New Immunotherapy Target Discovered for Non-Hodgkin Lymphoma

New Immunotherapy Target Discovered for Non-Hodgkin Lymphoma
3d illustration of a leukocyte secreting antibodies.

A team of researchers at the Swiss Federal Institute of Technology Lausanne (EPFL) have identified protein cathepsin S. (CTSS) as a mechanism used by Non-Hodgkin lymphoma (NHL) to evade the immune system.  This discovery provides a future target for clinical NHL treatment.

A scientific team led by Elisa Oricchio, Ph.D., found that certain patients with NHL have a mutated and over-activated form of CTSS. These mutations can induce a tumor-promoting immune microenvironment in certain types of lymphoma. The normal version of this protein is responsible for cutting other proteins into small fragments, and then displaying fragments of those proteins on the surface of tumor cells. These fragments mediate communications between cancer and immune cells.

NHL makes up a unique group of cancers which originate in lymph nodes and affects B cells, a type of immune cell. In patients with NHL, B cells grow and replicate out of control, creating tumors in the lymph nodes, spleen, and/or other tissues associated with the blood. According to the American Cancer Society, about 80,000 people will be diagnosed with NHL in 2020, and 20,000 will die of it.

Immunotherapy is one of the most promising treatment for cancer patients, and is rather new. Unlike radiation therapy or chemotherapy, immunotherapy directs the patient’s own immune system to attack and eliminate tumor cells. However, oftentimes tumor cells will then mutate to evade immune system detection or even exploit interactions with immune cells to facilitate their own growth. Also, it is increasingly recognized in research that tumor cells must facilitate  and depend on interactions with non-malignant cells of the tumor microenvironment in order to survive. Understanding that relationship will be key in eliminating tumor cells in patients.

“When cathepsin S is active, cancer cells interact with immune cells called CD4+ T-cells, which help the tumor to grow, while they maintain social distance with CD8+ T-cells, which would attack and kill the tumor,” explains Elie Dheilly, one of the lead authors of the study.

The identification of this duplicitous relationship between cancer cells and T-cells prompted the researchers to study cancer cells which had been genetically modified to no longer express CTSS, so that they might understand how tumor growth would be affected.

They discovered that Inhibiting CTSS reduced tumor growth by inverting the communication with T-cells: CD8+ T-cells were now attacking the tumor, while CD4+ T-cells were kept at bay.
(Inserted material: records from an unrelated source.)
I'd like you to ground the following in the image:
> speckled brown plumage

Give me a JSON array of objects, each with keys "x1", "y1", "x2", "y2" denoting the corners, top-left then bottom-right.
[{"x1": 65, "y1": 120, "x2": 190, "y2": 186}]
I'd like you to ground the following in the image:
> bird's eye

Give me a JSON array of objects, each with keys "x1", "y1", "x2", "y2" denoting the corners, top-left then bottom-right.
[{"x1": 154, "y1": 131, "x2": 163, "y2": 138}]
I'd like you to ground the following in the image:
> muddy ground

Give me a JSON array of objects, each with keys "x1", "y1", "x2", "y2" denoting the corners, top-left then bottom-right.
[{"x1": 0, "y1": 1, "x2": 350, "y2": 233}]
The researchers believe this is occurring by inducing “antigen diversification”, where the cell is generating a different population of fragments to help T-cells to identify and kill tumor cells.

“We think that cathepsin S could represent an important therapeutic target,” says Oricchio. “Inducing antigen diversification is an attractive therapeutic strategy to increase tumor immunogenicity and enhance response to immunotherapies in lymphoma, but possibly also in other tumor types.”
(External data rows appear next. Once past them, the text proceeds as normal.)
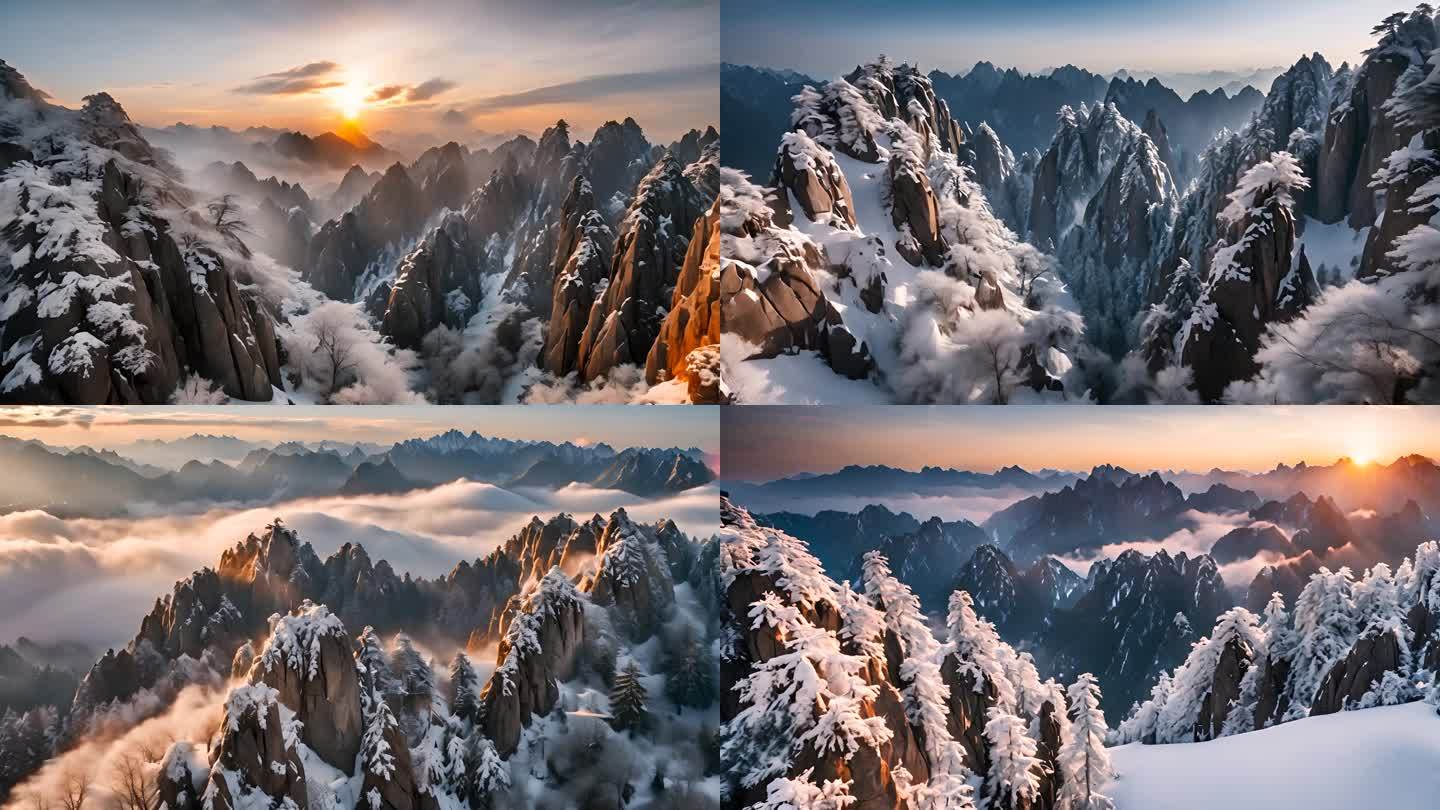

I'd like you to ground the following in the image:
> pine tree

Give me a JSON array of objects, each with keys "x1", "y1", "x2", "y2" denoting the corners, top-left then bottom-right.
[
  {"x1": 863, "y1": 551, "x2": 975, "y2": 810},
  {"x1": 1284, "y1": 568, "x2": 1358, "y2": 721},
  {"x1": 390, "y1": 633, "x2": 435, "y2": 696},
  {"x1": 665, "y1": 634, "x2": 716, "y2": 711},
  {"x1": 1058, "y1": 672, "x2": 1115, "y2": 810},
  {"x1": 611, "y1": 662, "x2": 649, "y2": 731},
  {"x1": 360, "y1": 695, "x2": 399, "y2": 780},
  {"x1": 1115, "y1": 672, "x2": 1171, "y2": 745},
  {"x1": 465, "y1": 732, "x2": 510, "y2": 809},
  {"x1": 356, "y1": 626, "x2": 400, "y2": 703},
  {"x1": 985, "y1": 706, "x2": 1043, "y2": 809},
  {"x1": 449, "y1": 651, "x2": 480, "y2": 724}
]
The researchers on this project studied CTSS in two forms; in mouse models and in clinical patients.  Tumors with hyperactive CTSS showed increased CD4+ T cell infiltration and pro-inflammatory cytokine perturbation in both the mouse model and in human subjects, but interestingly, in mice, a CTSS-induced immune microenvironment promoted tumor growth, while in clinic, patients with hyperactive CTSS lymphoma had better treatment outcomes with standard immunotherapies. This indicates that immunosuppressive regimens target both lymphoma cells and the tumor-promoting immune microenvironment.

Based on the finding of this study, the researchers propose a model in which a mutated CTSS with hyperactivity induces and activates a CD4+ T cell enriched immune microenvironment, which ultimately promotes tumor growth. Although the cellular adaptive immune system is often thought of in the context of immune surveillance and anti-tumor responses, the concept of CD4+ T cells supporting the growth of human lymphoma cells dates back to the 1990s.
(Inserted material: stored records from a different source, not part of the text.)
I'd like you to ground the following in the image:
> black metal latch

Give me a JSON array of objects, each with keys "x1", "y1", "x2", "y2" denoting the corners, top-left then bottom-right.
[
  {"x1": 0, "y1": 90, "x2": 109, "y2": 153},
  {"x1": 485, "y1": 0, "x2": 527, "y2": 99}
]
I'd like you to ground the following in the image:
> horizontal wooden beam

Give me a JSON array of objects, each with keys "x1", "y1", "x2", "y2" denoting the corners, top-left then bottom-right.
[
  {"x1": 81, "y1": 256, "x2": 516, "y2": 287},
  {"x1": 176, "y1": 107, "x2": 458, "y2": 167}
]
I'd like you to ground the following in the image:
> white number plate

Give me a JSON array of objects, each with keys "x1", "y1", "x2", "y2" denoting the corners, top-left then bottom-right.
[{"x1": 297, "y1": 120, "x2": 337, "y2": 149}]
In addition to deducing the cellular interactions that occur in this CTSS model, during the study co-lead author Elena Battistello developed a new imaging technique to specifically measure the activity of CTSS. Using this technique, Oricchio and her team have identified and further developed new inhibitors (patent application filed) that could be used to improve the treatment of patients diagnosed with NHL.